Understanding Bias in Facial Recognition: Past, Present, and How Biometrica Builds Better

When we started to work on this overview, we decided we needed to answer one basic question first:

How Do Face Recognition Systems Work?

At its very basic, Facial Recognition, which was created by the application of mathematical techniques to the study of the human brain, has four elements to its Technology:

The Algorithm, inspired by the human brain.
A Camera, in order to have vision, inspired by the human eye.
A Database, needed in order to have a memory of known and unknown humans, inspired by the ability of a human memory to remember faces (a typical human can recall about 5,000 faces across their lifetime, according to research).
Processing Power, also inspired by the innate processes of the human brain.

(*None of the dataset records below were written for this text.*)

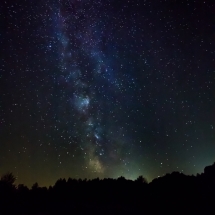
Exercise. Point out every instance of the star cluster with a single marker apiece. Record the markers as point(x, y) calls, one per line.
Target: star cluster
point(106, 88)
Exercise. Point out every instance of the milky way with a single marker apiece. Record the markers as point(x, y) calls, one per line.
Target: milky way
point(104, 88)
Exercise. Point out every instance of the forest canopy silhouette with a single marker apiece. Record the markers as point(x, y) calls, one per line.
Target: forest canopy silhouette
point(174, 193)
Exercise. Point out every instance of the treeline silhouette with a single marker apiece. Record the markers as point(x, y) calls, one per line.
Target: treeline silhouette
point(173, 193)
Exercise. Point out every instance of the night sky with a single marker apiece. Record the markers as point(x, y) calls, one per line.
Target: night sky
point(106, 88)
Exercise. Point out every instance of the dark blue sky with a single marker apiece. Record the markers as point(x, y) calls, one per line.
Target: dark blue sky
point(104, 88)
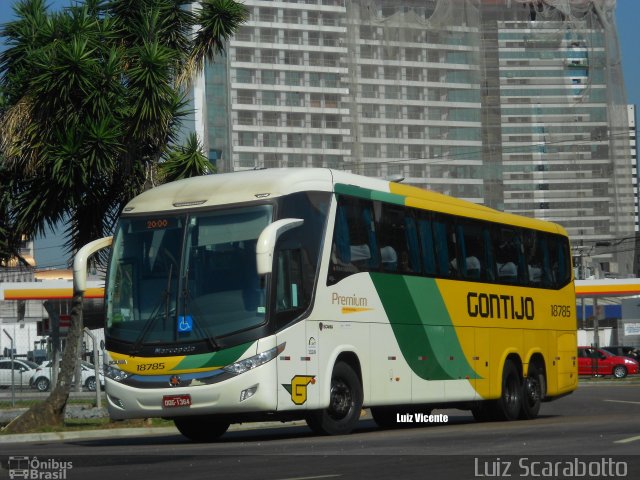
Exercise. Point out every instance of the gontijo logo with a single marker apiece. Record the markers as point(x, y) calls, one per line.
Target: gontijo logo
point(508, 307)
point(298, 388)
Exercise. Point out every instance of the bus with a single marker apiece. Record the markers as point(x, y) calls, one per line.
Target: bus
point(312, 294)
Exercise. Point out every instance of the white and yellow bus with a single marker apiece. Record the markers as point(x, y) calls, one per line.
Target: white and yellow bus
point(313, 293)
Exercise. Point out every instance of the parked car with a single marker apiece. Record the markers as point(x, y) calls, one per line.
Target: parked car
point(596, 361)
point(42, 376)
point(23, 370)
point(631, 352)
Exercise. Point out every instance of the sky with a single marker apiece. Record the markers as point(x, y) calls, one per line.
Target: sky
point(48, 249)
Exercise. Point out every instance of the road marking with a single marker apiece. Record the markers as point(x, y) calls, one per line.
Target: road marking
point(628, 440)
point(314, 478)
point(622, 401)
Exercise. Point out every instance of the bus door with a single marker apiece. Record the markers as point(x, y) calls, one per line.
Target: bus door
point(294, 381)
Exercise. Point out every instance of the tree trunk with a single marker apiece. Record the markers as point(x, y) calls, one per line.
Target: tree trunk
point(51, 411)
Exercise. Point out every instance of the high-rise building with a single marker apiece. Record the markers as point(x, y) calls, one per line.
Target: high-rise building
point(515, 104)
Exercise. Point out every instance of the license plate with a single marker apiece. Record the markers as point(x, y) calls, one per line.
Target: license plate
point(171, 401)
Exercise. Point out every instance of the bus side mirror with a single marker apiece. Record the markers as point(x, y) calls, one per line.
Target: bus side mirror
point(81, 259)
point(267, 242)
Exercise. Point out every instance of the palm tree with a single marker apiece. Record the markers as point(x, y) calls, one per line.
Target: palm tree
point(93, 97)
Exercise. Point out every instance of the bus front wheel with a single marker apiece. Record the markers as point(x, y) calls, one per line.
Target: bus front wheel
point(345, 404)
point(201, 429)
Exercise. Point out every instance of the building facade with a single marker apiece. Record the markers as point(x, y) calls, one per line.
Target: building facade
point(518, 105)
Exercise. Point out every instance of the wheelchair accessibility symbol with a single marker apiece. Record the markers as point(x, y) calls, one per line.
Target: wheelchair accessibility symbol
point(185, 323)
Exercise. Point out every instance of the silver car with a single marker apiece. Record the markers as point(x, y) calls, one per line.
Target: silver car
point(23, 370)
point(42, 376)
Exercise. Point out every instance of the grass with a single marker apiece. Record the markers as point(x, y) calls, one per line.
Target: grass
point(6, 404)
point(80, 424)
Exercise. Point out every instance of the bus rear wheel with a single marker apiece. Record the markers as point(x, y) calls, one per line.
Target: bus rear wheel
point(201, 429)
point(532, 393)
point(508, 406)
point(345, 404)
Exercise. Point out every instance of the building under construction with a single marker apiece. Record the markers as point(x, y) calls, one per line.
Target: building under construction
point(518, 105)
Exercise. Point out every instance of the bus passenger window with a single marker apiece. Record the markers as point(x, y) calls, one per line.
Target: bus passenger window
point(355, 246)
point(509, 257)
point(470, 239)
point(428, 248)
point(393, 239)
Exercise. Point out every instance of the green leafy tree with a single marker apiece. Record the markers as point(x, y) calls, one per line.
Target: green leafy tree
point(91, 105)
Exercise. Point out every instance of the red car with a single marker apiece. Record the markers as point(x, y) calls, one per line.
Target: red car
point(595, 361)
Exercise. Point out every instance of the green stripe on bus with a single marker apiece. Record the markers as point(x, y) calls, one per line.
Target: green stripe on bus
point(220, 358)
point(360, 192)
point(422, 327)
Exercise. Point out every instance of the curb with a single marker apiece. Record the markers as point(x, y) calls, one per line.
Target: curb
point(129, 432)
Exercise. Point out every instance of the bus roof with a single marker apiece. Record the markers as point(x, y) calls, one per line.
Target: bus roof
point(252, 185)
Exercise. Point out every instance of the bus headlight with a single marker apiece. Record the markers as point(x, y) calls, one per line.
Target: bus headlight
point(115, 373)
point(242, 366)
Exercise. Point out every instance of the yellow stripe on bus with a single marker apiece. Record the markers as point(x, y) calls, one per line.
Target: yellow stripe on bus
point(49, 293)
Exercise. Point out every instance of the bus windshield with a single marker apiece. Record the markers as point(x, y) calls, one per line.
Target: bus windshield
point(185, 278)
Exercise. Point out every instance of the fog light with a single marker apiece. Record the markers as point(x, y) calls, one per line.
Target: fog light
point(248, 393)
point(116, 401)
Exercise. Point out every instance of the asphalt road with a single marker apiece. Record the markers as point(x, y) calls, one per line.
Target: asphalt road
point(593, 433)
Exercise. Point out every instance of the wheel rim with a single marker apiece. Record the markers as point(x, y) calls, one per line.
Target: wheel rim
point(511, 394)
point(341, 399)
point(532, 391)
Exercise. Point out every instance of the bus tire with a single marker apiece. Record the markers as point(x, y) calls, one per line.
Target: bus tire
point(201, 429)
point(508, 406)
point(483, 412)
point(345, 404)
point(532, 393)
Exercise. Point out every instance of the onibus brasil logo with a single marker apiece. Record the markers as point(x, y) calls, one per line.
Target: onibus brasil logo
point(33, 468)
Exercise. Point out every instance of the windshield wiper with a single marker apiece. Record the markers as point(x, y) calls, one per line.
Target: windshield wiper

As a biometric system, a Facial Recognition system, as generally understood, operates in either or both of two modes when a face is detected:

Face Verification (or authentication)

Face authentication or verification involves a one-to-one match that compares a query face image against a single enrollment face image whose identity is being claimed. The verification of an individual for a self-serviced immigration clearance using an e-passport is one typical application of this. Matching your own face against your phone is another example.

Face Identification (or recognition)

Face identification or recognition, on the other hand, involves one-to-many matching that compares a queried face against multiple faces in an enrollment database, in order to associate the identity of the queried face to one of those in the database. In some identification applications, one just needs to find the most similar face. In a background check or face identification being done for an investigatory lead, the requirement is more than finding similar faces; typically, a confidence level threshold is specified and all those faces whose similarity score is above the threshold are reported.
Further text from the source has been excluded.